We believe that this partnership approach is the right and responsible way to proceed. It will allow businesses to reopen when they can safely do so, and we all want that to be as soon as possible, and it will hopefully provide employers, workers and the wider public with the vital reassurance that reopening will not be putting your health at unnecessary risk.
Finally, I want to restate what the lockdown restrictions mean for all of us. Our fundamental advice in Scotland remains unchanged. Please stay at home - except for essential work that can’t be done at home, for buying food or accessing medicines, or exercising.
You can now go for walks, runs or bike rides more than once a day if you want to. But when you are out, please stay more than two meters from other people and don't meet up with people from other households.
Wear a face covering if you are in a shop or on public transport. And isolate completely if you or someone in your household has symptoms.

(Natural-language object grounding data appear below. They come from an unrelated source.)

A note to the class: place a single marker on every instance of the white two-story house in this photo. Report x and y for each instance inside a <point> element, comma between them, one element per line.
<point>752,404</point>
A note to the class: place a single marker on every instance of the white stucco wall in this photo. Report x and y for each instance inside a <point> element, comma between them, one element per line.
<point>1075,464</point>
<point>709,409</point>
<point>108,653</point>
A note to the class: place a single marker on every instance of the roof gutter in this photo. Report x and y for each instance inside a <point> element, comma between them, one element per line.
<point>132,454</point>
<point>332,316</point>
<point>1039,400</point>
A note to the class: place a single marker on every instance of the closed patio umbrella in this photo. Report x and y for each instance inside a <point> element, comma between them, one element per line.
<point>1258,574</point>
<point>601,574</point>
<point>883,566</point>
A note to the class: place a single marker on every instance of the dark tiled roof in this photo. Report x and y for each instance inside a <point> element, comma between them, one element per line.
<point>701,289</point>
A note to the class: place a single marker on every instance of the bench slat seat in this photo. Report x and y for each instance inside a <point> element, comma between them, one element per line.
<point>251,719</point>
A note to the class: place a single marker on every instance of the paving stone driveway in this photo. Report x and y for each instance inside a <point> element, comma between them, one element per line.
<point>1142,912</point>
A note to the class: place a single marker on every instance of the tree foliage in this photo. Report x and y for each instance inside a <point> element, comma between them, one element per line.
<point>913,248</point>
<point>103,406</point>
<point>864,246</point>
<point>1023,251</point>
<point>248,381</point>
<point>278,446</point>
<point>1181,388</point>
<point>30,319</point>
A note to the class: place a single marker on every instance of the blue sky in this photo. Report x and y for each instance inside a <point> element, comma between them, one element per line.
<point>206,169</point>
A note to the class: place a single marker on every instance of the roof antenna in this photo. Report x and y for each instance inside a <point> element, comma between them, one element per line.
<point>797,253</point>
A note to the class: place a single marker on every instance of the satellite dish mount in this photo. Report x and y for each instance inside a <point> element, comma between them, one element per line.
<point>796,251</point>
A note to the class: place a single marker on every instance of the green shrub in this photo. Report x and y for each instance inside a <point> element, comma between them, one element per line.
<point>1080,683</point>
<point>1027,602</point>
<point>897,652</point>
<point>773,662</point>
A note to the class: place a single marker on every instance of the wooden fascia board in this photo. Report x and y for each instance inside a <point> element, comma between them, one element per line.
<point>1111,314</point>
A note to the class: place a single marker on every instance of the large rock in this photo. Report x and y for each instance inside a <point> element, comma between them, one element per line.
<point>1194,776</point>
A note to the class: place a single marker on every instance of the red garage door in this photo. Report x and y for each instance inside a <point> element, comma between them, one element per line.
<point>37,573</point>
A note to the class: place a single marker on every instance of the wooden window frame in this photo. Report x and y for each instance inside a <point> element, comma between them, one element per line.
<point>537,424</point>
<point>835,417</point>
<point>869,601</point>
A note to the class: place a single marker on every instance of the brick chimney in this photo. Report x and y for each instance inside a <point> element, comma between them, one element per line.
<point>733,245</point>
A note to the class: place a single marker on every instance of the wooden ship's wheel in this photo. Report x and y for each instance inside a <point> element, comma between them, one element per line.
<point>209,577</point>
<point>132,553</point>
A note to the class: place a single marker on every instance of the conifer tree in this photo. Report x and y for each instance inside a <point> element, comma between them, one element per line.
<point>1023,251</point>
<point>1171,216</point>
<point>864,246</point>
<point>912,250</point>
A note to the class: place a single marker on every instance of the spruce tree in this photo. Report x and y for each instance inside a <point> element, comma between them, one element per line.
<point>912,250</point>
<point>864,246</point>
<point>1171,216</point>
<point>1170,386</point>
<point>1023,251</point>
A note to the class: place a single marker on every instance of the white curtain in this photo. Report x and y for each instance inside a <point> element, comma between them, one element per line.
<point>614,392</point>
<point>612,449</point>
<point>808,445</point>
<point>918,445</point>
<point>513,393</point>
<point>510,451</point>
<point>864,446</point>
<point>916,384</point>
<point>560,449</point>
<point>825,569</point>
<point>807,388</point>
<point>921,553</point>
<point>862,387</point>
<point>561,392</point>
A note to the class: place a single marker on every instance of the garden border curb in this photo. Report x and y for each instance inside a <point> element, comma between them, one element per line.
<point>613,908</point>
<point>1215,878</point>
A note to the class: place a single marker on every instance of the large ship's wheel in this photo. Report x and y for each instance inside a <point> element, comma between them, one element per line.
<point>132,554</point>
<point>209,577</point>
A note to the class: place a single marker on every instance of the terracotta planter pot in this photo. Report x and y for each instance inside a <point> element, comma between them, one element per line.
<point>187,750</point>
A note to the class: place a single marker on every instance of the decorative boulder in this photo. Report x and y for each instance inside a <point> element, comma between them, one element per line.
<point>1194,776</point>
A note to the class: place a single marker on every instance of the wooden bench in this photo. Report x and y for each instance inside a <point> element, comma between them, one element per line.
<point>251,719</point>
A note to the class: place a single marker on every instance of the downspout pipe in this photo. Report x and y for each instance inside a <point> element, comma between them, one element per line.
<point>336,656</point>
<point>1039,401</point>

As I say every day, I know these restrictions are very hard and they get tougher to comply with every single day that passes. But we are doing it for a reason because by complying with these restrictions now, we will all come out of lockdown sooner and we will do so in a way that minimises the number of lives that are lost to this horrible virus.
So please stick with these restrictions for now. Because that is the way that we will continue to slow the spread of the virus, it’s how we will continue to protect the NHS and as I said a moment ago, it is how we will save lives. So my thanks again to all of you for your cooperation so far.